ZTE in 2013: do smartphone designers dream of electric sheep?

blade runner posterI popped down to ZTE’s pre-Chinese New Year lunch for journos in Hong Kong earlier this week to see what the world’s fifth largest smartphone maker had to say for itself.

It’s not been an easy year for it or Shenzhen rival Huawei, who were both named as a national security risk in a US congressional committee report released at the tail end of 2012 in the bi-partisan hubbub typical of pre-election months.

In addition, ZTE has been under lengthy investigation by the FBI on suspicion of selling embargoed US-made tech to Iran and then covering it up when found out. Then there were the false rumours of swingeing job cuts at the firm and a $5bn cash injection from the Chinese government.

Despite its problems, however, ZTE remains on the move in the smartphone space, an innovator in telecoms infrastructure with its LTE offerings and has plans to grow the enterprise business despite the kind of government roadblocks put up in Australia, the US and now India.

Head of handset strategy Lv Qian Hao battled manfully with the flu to show me the firm’s latest high-end handset, the 5.7in Grand Memo (no pics I’m afraid). It comes across as a smallish version of Huawei’s massive six-incher the Ascend Mate and probably benefits from not being quite as large – in other words I could just about use it as a phone without looking daft.

In the rapidly developing smartphone space, specs like 13 megapixel camera, quad core 1.7Ghz Snapdragon processor and a 720p screen – specs which might once have elicited gasps of awe from the assembled masses – are now pretty standard at the high-end.

This is no criticism of ZTE but it certainly makes its job of climbing up the smartphone rankings and a goal of 50 million shipments this year that bit harder.

So where can it differentiate? Well, with high-end specs almost commoditised now, design is obviously one key area. With the best will in the world ZTE is not know for its beautiful design, but it’s hoping to change that with Hagen Fendler on board.

Pinched from cross-town rival Huawei, Fendler’s appointment and a new design centre in Shanghai certainly serve to highlight the firm’s vaulting ambitions in this space.
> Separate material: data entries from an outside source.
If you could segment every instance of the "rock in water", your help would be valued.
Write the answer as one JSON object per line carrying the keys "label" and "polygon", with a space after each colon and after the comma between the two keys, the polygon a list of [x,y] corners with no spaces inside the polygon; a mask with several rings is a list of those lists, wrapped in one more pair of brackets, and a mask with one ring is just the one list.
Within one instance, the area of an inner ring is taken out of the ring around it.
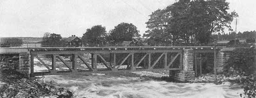
{"label": "rock in water", "polygon": [[26,98],[26,94],[25,93],[23,92],[19,92],[16,96],[15,96],[15,98]]}

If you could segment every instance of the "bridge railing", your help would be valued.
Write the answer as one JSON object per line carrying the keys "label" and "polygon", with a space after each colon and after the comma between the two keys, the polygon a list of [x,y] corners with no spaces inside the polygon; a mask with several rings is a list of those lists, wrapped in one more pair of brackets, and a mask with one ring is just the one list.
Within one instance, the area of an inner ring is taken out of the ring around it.
{"label": "bridge railing", "polygon": [[38,48],[42,47],[184,47],[184,46],[211,46],[214,47],[213,45],[200,45],[198,44],[155,44],[155,45],[116,45],[116,44],[101,44],[101,45],[83,45],[79,46],[72,46],[64,45],[44,45],[42,46],[41,43],[23,43],[21,46],[13,46],[11,45],[11,47],[5,48]]}

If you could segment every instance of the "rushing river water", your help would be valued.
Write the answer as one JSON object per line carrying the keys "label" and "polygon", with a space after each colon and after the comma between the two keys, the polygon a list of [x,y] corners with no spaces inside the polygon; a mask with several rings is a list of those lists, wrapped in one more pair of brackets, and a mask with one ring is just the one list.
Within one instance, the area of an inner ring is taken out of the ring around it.
{"label": "rushing river water", "polygon": [[175,83],[104,74],[47,76],[72,91],[75,98],[240,98],[243,89],[229,83]]}

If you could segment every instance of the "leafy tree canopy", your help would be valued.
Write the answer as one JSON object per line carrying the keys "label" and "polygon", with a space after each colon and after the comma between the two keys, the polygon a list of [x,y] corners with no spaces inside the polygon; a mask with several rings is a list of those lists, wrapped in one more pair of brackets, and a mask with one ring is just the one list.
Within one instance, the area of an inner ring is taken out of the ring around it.
{"label": "leafy tree canopy", "polygon": [[101,25],[94,26],[86,30],[82,37],[83,43],[90,45],[103,44],[106,42],[106,32],[104,26]]}
{"label": "leafy tree canopy", "polygon": [[140,37],[139,32],[133,24],[121,23],[110,30],[109,39],[114,43],[133,41],[135,38]]}
{"label": "leafy tree canopy", "polygon": [[229,4],[225,0],[180,0],[149,15],[144,36],[162,43],[207,44],[212,34],[231,30],[238,15],[228,12]]}
{"label": "leafy tree canopy", "polygon": [[22,39],[18,38],[1,38],[1,44],[10,44],[12,46],[20,46],[22,44]]}
{"label": "leafy tree canopy", "polygon": [[63,45],[60,34],[52,33],[48,37],[44,37],[41,42],[42,47],[60,47]]}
Fendler explained that his job is to create a design DNA which can be seeded throughout the firm’s handsets to help create a brand identity. It got off to a flyer with the launch at CES of the Grand S, an HD handset which at 6.9mm is currently the world’s thinnest.

It won’t be an easy job creating handsets that are both beautiful and distinctively “ZTE” but with 400 staff working on design alone, they’ve as good a chance as any.

It can be a frustrating time for a journalist talking to a designer, because so many of the concepts they tend to reference are abstract, ethereal and emotive rather than the nuts and bolts practicalities of engineering.

However, Fendler did reveal that much of his design inspiration comes from outside the immediate environs of the smartphone space – from books, magazines and films.

1982 sci-fi classic Blade Runner was singled out for particular praise for sparking interesting ideas about “how humans interact with the technology around them”.

Just don’t expect to see the ZTE Blade Runner phone anytime soon. Actually, Google already got there with the Nexus, didn’t it?